Anting by a Vinous-breasted Starling (Photo: Subaraj Rajathurai)

 

In an effort to encourage birdwatchers to study birds instead of just looking at them, a few members of the Nature Society (Singapore) got together and formed the Bird Ecology Study Group (BESG). This was in July 2005.

 

After 15 years of postings involving hundreds of articles that include every aspects of bird behaviour, it was natural to assume that local birdwatchers were no more simply looking at birds. In other words, the BESG website had served its purpose. Hopefully, birdwatchers had at last ditched their checklists. After all, many were seen bringing their cameras when out in the field, not just their pair of binoculars.

 


Black-crowned Night-heron casting pellet (Photo: Sin Chip Chye)

 

Around 2015 BESG linked up with BICA (Birds, Insects N Creatures of Asia) when the latter burst onto the birdwatching scene.

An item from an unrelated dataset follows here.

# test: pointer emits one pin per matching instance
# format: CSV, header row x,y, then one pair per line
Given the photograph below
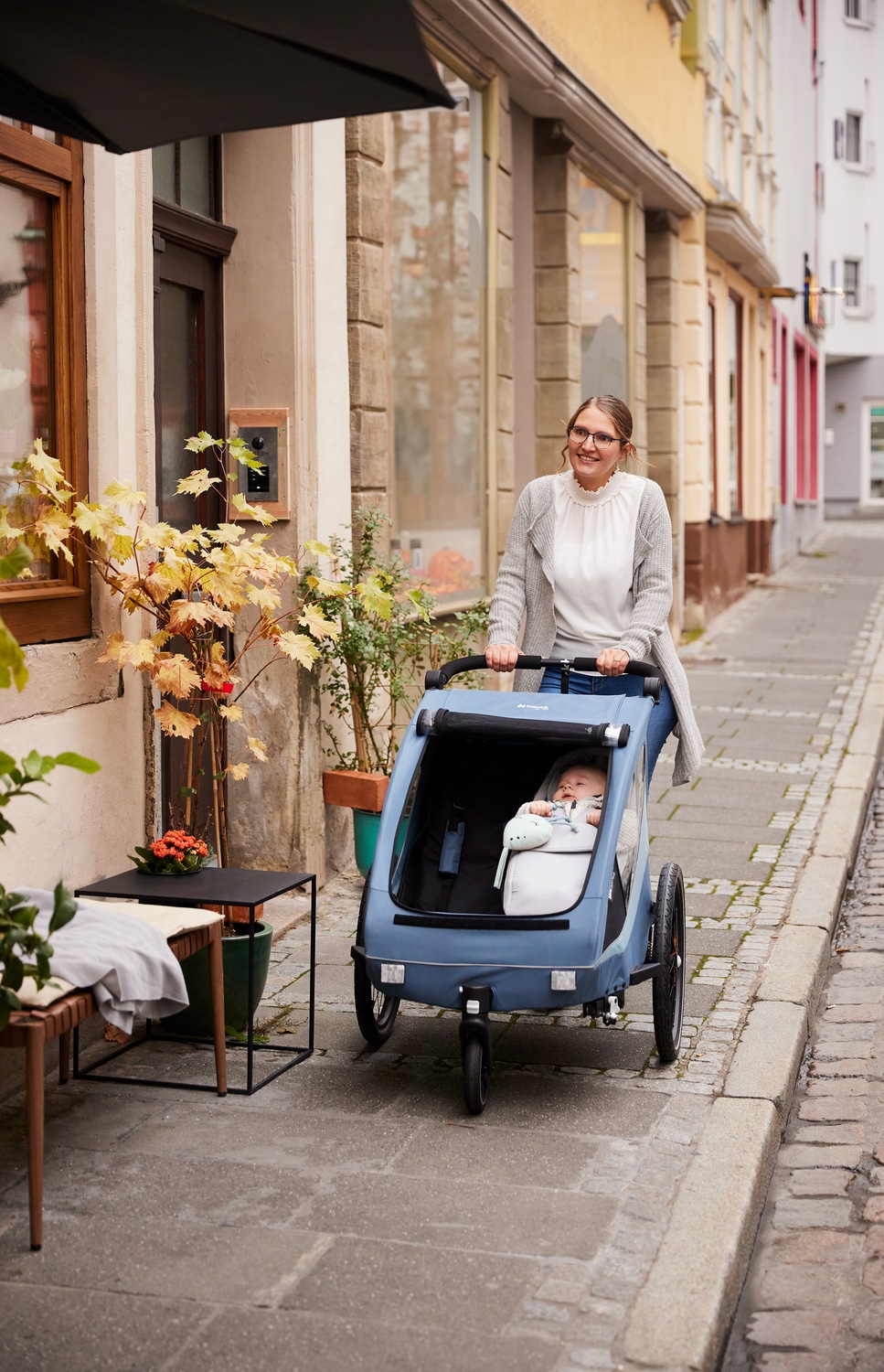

Under the leadership of Jeremiah Loei, BICA members photographed numerous aspects of bird behaviour that BESG incorporated into its website.

 

When BESG finally stopped postings in December 2019, the website was placed under the care of the Lee Kong Chian Natural History Museum at the National University of Singapore. There it remains a valuable archive not only of birds but also the various aspects of nature related to birds… like plants, insects, arachnids, amphibians, reptiles and mammals.

 

 


Ashy Tailorbird feeding a large Plaintive Cuckoo fledgling (Photo: Johnny Wee)

 

I had a pleasant surprise early this month when two nature lovers, K-LW (who had contributed many articles earlier) came forward to volunteer reviving the BESG website. Of course, we welcome them. Once they become familiar with the software, I am sure they will start posting.

 

I take this opportunity to thank Prof. Peter Ng Kee Lin, Director of the Lee Kong Chian Natural History Museum for maintaining the BESG website within the museum and Dr Ang Yuchen for providing technical support.